Reputation: 198
I'd like to build a sklearn pipeline to transform data that contains multiple key/value pairs:
import pandas as pd
D = pd.DataFrame([ ['a', 1, 'b', 2], ['b', 2, 'c', 3]], columns = ['k1', 'v1', 'k2', 'v2'])
print(D)
Output:
k1 v1 k2 v2
0 a 1 b 2
1 b 2 c 3
DictVectorizer
seems appropriate but I'm struggling with transforming multiple key/value columns present on each row into a suitable dict for processing.
DictVectorizer
seems amenable to input like this:
row1 = {'a':1, 'b':2}
row2 = {'b':2, 'c':3}
data = [row1, row2]
# This is the output structure that I need:
print(data)
yielding:
[{'a': 1, 'b': 2}, {'c': 3, 'b': 2}]
Then it will transform into an array like this:
DictVectorizer( sparse=False ).fit_transform(data)
Final output:
array([[ 1., 2., 0.],
[ 0., 2., 3.]])
What would be a suitable custom transformer to transform multiple key/value pairs as shown above?
Upvotes: 3
Views: 2386
Reputation: 1476
Building on Mike's answer (which is definitely more elegant than my original one), you can use the same logic of pairs of columns and avoid having to specify each pair with the following:
[dict((row[i-1],row[i]) for i in np.arange(1,len(D.columns),2)) for index, row in D.iterrows() ]
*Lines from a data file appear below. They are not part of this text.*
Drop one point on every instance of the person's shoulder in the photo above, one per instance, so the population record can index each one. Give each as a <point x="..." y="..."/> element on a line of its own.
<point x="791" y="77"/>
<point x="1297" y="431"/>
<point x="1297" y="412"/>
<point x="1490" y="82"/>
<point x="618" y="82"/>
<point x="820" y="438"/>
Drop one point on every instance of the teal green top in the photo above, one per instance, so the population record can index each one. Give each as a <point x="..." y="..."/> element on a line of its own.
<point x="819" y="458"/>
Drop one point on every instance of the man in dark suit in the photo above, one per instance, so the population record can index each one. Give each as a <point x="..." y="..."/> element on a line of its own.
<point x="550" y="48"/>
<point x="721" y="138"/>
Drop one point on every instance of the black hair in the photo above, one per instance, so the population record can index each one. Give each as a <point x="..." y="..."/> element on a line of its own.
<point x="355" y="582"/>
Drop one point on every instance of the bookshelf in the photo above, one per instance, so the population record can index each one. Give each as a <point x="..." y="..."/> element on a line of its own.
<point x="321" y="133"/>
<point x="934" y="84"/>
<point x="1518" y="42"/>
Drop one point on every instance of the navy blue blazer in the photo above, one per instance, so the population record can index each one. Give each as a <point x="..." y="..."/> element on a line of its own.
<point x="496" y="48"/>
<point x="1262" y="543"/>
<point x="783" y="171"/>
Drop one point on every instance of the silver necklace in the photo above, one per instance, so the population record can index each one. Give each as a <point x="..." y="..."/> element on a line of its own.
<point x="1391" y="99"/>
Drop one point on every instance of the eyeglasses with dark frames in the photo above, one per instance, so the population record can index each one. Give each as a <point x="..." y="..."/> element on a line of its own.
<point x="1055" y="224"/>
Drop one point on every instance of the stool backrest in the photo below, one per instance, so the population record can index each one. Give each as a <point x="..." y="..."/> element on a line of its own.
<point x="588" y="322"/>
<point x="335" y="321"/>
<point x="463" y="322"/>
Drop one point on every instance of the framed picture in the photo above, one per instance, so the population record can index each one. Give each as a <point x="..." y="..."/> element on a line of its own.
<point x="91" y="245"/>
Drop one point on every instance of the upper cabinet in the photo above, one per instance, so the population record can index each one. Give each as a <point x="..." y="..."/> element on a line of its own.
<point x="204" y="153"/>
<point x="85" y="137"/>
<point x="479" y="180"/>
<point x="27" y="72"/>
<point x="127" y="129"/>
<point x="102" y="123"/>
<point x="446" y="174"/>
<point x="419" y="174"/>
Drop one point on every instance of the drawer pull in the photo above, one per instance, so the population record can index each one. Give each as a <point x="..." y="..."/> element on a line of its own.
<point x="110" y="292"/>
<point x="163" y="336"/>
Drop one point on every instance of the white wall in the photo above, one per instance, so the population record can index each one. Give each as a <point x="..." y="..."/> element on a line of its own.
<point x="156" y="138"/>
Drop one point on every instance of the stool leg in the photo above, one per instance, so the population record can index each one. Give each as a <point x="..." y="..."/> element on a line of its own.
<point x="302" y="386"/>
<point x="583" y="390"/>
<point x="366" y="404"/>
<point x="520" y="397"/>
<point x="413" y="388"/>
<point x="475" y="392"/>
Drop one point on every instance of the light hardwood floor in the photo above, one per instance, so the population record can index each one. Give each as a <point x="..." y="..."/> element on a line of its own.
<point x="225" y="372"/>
This yields the following:
[{'a': 1, 'b': 2}, {'c': 3, 'b': 2}]
Note: This assumes that the pairs are organized like in your example (k1,v1,k2,v2, etc) and that there are an even number of columns.
Upvotes: 0
Reputation: 7203
I don't know about a special transformer but you could use a simple list comprehension:
>>> data = [{row['k1']:row['v1'], row['k2']:row['v2']} for index, row in D.iterrows()]
>>> data
[{'a': 1, 'b': 2}, {'c': 3, 'b': 2}]
From here you could use a dict vectorizer like this:
>>> v = sklearn.feature_extraction.DictVectorizer(sparse=False)
>>> X = v.fit_transform(data)
>>> print X
[[ 1. 2. 0.]
[ 0. 2. 3.]]
Upvotes: 4